Hump Day
Ah, Wednesday - hump day. The day that means you’re one day away from Thursday, but just far enough away from the weekend that you get so pissed off you start wishing that you would come down with some contagious disease that would get you out of work, but the disease wouldn’t make you so sick that you couldn’t drink beer or take drugs, and also the disease somehow made you much more attractive to women, particularly women of Asian descent, particularly women of Asian descent with gigantic fake breasts, so attractive to them that you’d have so much sex over the next few days that you would throw out all your porn, most of which you are sick of anyway, because you are having so much sex with hot Asian ladies with big boobies, when, let’s face it, you’re barely healthy enough for sexual activity anyway and per doctor’s orders you shouldn’t be having so much sex to begin with.
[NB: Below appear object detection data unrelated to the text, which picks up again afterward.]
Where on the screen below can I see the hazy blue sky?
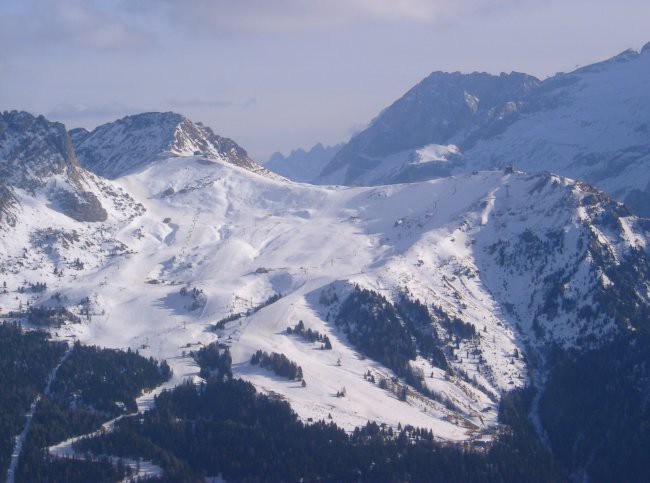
[0,0,650,160]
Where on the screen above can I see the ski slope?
[0,156,646,442]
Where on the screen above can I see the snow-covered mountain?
[0,108,650,441]
[319,44,650,216]
[70,112,266,178]
[264,143,343,183]
[0,111,138,230]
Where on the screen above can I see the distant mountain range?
[273,44,650,216]
[264,143,343,183]
[0,42,650,481]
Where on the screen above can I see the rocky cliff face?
[317,44,650,216]
[0,111,79,190]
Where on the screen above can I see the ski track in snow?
[0,156,634,451]
[7,345,74,483]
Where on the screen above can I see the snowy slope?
[0,149,648,441]
[319,44,650,216]
[70,112,266,178]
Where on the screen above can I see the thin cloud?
[47,103,142,121]
[148,0,516,36]
[0,0,156,52]
[169,99,257,109]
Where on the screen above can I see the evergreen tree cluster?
[0,323,66,475]
[8,306,81,327]
[74,378,563,482]
[287,320,332,350]
[539,333,650,482]
[335,286,417,375]
[51,342,171,416]
[251,350,303,381]
[16,343,171,482]
[395,293,446,370]
[192,342,232,380]
[212,314,244,331]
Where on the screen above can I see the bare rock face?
[0,111,107,225]
[70,112,268,178]
[315,46,650,216]
[0,111,79,190]
[53,190,108,222]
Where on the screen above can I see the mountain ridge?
[316,44,650,216]
[71,112,268,178]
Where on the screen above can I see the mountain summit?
[70,112,266,178]
[316,44,650,216]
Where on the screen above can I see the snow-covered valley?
[0,145,646,441]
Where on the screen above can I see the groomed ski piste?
[0,156,645,442]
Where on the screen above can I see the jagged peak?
[0,110,79,189]
[74,111,264,178]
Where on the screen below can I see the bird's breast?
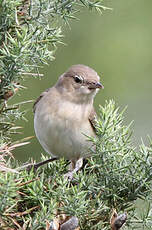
[34,101,94,159]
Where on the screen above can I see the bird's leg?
[65,158,83,181]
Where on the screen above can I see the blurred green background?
[11,0,152,162]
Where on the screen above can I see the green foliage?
[0,0,108,167]
[0,101,152,230]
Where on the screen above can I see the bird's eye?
[74,76,83,84]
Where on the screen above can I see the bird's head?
[56,64,104,103]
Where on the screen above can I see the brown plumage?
[33,65,103,175]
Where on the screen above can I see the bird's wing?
[33,88,51,113]
[89,108,97,133]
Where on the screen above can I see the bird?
[33,64,104,178]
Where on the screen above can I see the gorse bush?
[0,0,152,230]
[0,101,152,230]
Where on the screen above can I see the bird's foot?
[64,158,83,181]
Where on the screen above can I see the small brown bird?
[34,64,103,177]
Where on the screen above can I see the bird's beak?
[88,82,104,89]
[95,82,104,89]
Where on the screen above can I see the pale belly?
[34,109,94,160]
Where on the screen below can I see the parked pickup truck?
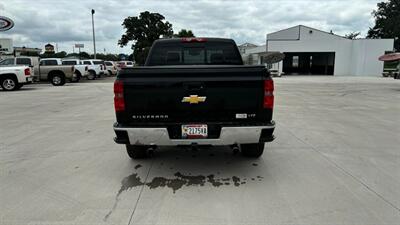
[0,56,39,80]
[114,38,275,159]
[35,58,77,86]
[0,66,32,91]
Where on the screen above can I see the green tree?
[344,32,361,39]
[174,29,195,37]
[118,11,173,65]
[367,0,400,51]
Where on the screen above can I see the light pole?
[92,9,96,59]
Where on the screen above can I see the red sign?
[0,16,14,31]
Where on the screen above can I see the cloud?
[0,0,380,53]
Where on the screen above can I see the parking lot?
[0,76,400,225]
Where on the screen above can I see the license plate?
[182,124,208,139]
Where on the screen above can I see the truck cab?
[114,38,275,159]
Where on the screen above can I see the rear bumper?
[114,122,275,146]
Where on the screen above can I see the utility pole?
[92,9,96,59]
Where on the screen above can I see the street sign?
[0,16,14,31]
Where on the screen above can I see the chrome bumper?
[114,124,275,146]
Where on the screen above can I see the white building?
[242,25,394,76]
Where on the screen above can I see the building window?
[292,55,299,68]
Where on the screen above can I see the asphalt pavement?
[0,76,400,225]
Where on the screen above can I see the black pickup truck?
[114,38,275,159]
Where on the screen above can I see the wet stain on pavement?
[103,171,263,221]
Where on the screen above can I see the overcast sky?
[0,0,380,53]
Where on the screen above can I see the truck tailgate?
[117,65,272,124]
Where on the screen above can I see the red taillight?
[24,68,31,76]
[114,80,125,112]
[181,38,207,42]
[264,79,274,109]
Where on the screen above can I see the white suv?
[83,59,106,77]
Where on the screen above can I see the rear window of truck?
[147,42,242,66]
[16,58,32,66]
[62,61,76,65]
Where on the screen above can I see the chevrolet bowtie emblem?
[182,95,207,104]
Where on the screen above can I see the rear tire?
[240,142,265,158]
[126,145,149,159]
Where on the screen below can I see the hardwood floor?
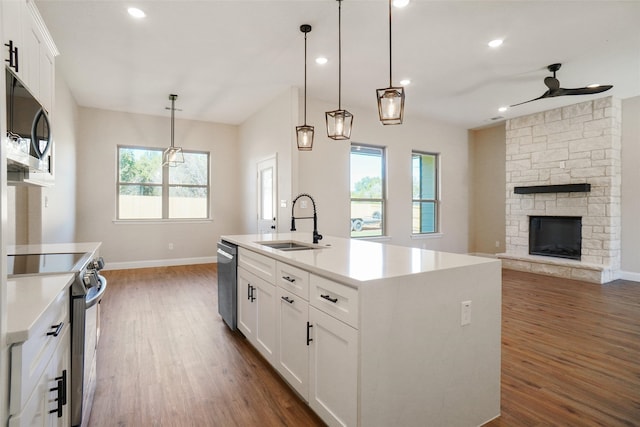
[90,264,640,427]
[89,264,323,427]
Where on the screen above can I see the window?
[350,144,385,237]
[117,146,209,219]
[411,151,438,234]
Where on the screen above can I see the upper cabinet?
[2,0,58,116]
[0,0,58,186]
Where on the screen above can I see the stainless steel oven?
[7,252,107,427]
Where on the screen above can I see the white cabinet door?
[276,288,309,401]
[237,268,257,341]
[238,268,277,364]
[254,278,278,365]
[309,307,358,426]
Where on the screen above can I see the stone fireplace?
[499,97,622,283]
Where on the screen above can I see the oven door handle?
[85,274,107,308]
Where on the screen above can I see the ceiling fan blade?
[555,85,613,96]
[509,91,552,107]
[544,77,560,90]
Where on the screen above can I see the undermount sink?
[256,240,322,252]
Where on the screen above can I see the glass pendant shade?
[162,146,184,167]
[325,110,353,140]
[376,0,404,125]
[376,87,404,125]
[296,125,313,151]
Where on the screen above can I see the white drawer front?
[238,248,276,285]
[9,287,70,414]
[309,274,358,329]
[276,262,309,301]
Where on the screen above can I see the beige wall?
[621,96,640,281]
[298,97,469,253]
[239,88,298,234]
[469,123,506,254]
[76,108,243,268]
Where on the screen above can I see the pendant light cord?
[338,0,342,110]
[389,0,393,87]
[304,29,307,126]
[171,95,177,148]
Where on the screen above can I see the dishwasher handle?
[218,248,233,259]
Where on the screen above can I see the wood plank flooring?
[89,264,640,427]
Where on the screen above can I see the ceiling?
[36,0,640,128]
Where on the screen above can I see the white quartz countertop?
[7,242,102,255]
[7,273,74,344]
[221,232,500,287]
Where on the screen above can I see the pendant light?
[325,0,353,140]
[162,95,184,167]
[296,24,313,151]
[376,0,404,125]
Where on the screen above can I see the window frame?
[411,150,440,236]
[349,142,387,239]
[115,144,211,222]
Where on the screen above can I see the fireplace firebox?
[529,216,582,260]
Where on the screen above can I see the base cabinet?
[238,268,276,364]
[309,307,358,426]
[276,287,311,401]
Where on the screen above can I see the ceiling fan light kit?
[325,0,353,140]
[510,63,613,107]
[296,24,313,151]
[376,0,404,125]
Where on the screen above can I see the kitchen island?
[222,233,501,427]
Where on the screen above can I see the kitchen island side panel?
[359,260,502,427]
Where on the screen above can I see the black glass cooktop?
[7,252,87,276]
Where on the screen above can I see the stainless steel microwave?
[5,68,53,181]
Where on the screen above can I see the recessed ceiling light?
[127,7,147,19]
[393,0,410,7]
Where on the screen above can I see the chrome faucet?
[291,193,322,243]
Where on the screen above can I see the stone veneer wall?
[505,97,622,283]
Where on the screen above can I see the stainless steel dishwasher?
[218,240,238,331]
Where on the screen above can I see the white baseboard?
[620,271,640,282]
[104,256,218,270]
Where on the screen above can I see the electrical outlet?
[460,301,471,326]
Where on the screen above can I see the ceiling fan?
[510,64,613,107]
I don’t know where that came from, but anyway - it’s Wednesday. And I’ve got nothing. Absolutely nothing. But, since if I were to skip a day I would probably be stoned to death (which is not a reflection on the fact that you all in any way need to read what I have to say about my body hair, lack of sexual activity, and masturbatory habits, but rather an indication of how bored you all are at your places of employment, so bored that you would in fact take a life via stoning), I’ll force it. Because I love you. And yes, in that way. Don’t play dumb - you know what I’m talking about.